As mentioned previously, the model we have produced to predict zoo mammals’ response to visitor presence is a first iteration and should not be treated as definitive, especially as our sample size is small. In all areas of research when producing predictive model, it is necessary to have a first iteration, which with other studies will be modified so that future iterations will be more accurate in their predictions. We hope that this model will now be subject to testing and modification by other researchers. Comparative studies such as this are important as they illuminate the different underlying factors that can affect the response being measured. However, for a complete investigation concerning the zoo visitors’ effect, many other possibilities can be approached. For example, it would be necessary that other groups of animals besides mammals be studied such as birds and reptiles. Another proposal is to investigate nocturnal animals during their time of activity to thereby make an appropriate analysis of their welfare and responses to the public. Some zoos offer nocturnal visits where this kind of study could take place or species in zoos with nocturnal houses could be studied.

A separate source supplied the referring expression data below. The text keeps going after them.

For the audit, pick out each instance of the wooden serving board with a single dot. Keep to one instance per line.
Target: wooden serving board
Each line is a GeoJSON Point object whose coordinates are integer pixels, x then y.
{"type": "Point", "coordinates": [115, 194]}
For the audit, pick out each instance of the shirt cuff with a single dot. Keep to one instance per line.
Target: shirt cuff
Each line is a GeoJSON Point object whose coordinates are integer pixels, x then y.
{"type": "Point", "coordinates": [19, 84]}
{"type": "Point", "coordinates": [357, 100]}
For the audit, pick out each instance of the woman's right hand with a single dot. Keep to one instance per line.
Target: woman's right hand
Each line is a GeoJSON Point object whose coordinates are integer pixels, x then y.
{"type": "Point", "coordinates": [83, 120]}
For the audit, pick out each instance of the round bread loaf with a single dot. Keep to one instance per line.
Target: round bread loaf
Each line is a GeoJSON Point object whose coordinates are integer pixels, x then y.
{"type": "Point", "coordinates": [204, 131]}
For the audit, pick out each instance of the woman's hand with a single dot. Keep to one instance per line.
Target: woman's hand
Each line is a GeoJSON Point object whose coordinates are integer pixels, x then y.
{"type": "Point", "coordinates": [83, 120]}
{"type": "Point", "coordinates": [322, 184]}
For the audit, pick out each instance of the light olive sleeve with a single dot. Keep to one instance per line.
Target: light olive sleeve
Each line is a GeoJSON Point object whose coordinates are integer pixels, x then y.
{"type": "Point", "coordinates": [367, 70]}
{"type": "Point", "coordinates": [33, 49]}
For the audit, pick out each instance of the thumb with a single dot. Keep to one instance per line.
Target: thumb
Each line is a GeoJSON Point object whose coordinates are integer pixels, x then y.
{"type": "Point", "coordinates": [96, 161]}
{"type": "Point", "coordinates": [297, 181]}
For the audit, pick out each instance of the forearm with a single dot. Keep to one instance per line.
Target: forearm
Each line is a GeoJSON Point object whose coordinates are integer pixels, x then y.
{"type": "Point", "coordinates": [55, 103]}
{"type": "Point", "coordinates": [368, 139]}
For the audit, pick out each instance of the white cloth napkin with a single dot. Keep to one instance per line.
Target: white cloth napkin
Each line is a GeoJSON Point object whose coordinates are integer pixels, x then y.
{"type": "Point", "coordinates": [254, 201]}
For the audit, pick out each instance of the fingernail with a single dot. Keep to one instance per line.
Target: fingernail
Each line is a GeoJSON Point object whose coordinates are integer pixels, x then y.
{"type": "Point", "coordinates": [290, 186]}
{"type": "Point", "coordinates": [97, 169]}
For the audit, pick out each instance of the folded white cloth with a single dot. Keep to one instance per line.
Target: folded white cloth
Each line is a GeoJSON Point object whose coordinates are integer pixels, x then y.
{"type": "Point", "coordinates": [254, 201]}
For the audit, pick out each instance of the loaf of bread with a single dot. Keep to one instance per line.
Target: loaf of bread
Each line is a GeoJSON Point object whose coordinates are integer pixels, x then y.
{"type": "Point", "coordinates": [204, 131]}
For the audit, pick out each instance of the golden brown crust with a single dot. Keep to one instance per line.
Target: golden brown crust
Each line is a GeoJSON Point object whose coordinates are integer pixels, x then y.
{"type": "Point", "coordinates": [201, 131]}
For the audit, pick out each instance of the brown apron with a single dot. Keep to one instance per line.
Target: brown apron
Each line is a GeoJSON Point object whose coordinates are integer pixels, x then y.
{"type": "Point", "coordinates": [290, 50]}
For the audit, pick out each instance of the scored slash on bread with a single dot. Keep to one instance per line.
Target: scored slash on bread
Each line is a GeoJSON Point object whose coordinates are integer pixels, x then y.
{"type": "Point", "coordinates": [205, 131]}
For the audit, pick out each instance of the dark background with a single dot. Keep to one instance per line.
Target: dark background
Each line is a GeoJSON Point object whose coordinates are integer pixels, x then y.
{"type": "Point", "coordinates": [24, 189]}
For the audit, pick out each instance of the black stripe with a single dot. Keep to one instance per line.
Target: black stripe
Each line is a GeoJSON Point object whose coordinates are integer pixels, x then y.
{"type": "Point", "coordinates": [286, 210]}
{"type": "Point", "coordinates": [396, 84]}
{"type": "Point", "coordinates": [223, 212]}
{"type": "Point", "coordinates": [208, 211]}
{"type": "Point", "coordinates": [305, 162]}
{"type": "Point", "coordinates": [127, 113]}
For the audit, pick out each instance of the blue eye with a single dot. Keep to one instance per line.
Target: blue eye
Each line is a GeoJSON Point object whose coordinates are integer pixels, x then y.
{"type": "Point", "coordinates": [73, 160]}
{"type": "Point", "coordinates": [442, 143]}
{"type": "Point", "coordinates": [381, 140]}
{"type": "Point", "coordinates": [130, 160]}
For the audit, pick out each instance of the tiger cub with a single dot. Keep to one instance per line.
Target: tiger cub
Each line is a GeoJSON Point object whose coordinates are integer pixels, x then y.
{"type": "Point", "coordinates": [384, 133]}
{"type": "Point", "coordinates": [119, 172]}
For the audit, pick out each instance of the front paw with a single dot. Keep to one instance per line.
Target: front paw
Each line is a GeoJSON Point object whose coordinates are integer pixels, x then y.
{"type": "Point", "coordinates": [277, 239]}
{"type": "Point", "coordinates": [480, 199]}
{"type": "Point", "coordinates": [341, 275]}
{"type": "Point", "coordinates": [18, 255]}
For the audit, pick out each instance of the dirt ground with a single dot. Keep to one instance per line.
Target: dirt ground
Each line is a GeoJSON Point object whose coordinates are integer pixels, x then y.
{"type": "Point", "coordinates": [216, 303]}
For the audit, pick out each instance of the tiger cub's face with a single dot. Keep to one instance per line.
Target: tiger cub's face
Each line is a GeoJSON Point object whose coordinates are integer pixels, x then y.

During the study, it was not possible to analyse the behaviour of animals in absence of public, because even with the presence of the researcher, there was a person present. A study that could be done is to compare differences in behavioural repertoires of animals in presence of visitors and total absence of them. For this, the proposal is to use video cameras located in the enclosures of the animals to record behaviours without an audience presence. For future research, quantified sound measurements with specific equipment should be made to investigate the quantitative difference between quiet and loud visitors.
Some previous studies analysed the physiological effect of zoo visitor on animals, showing that cortisol levels can be directly related to levels of stress [5,39,40,41]. Special attention is necessary when choosing the type of sample that will be used for corticoid measurements. Some methods (corticoid measurements from blood, saliva, milk) needs intense manipulation of the animals, which can imply in a source of stress to the animal. Therefore, the most common and non-invasive method to assess the physiology of animal welfare is the use of faecal samples [42,43]. This type of physiological measurements could be done in futures studies to provide a complement of the behaviours analysis in relation to visitors’ presence.
Author Contributions
M.B.Q. and R.J.Y. conceived and designed the study, data were collected and analysed by M.B.Q., and both M.B.Q. and R.J.Y. wrote the manuscript.
Funding
R.J.Y. received financial support from FAPEMIG and CNPq. M.B.Q. received financial support from CAPES (REF no. 013646/2013-03).
Acknowledgments
We thank the staff of the Belo Horizonte Zoo for their collaboration.
Conflicts of Interest
The authors declare no conflict of interest. The funding sponsors had no role in the design of the study; in the data collection, analyses, or interpretation of data; in the writing of the manuscript, and in the decision to publish the results.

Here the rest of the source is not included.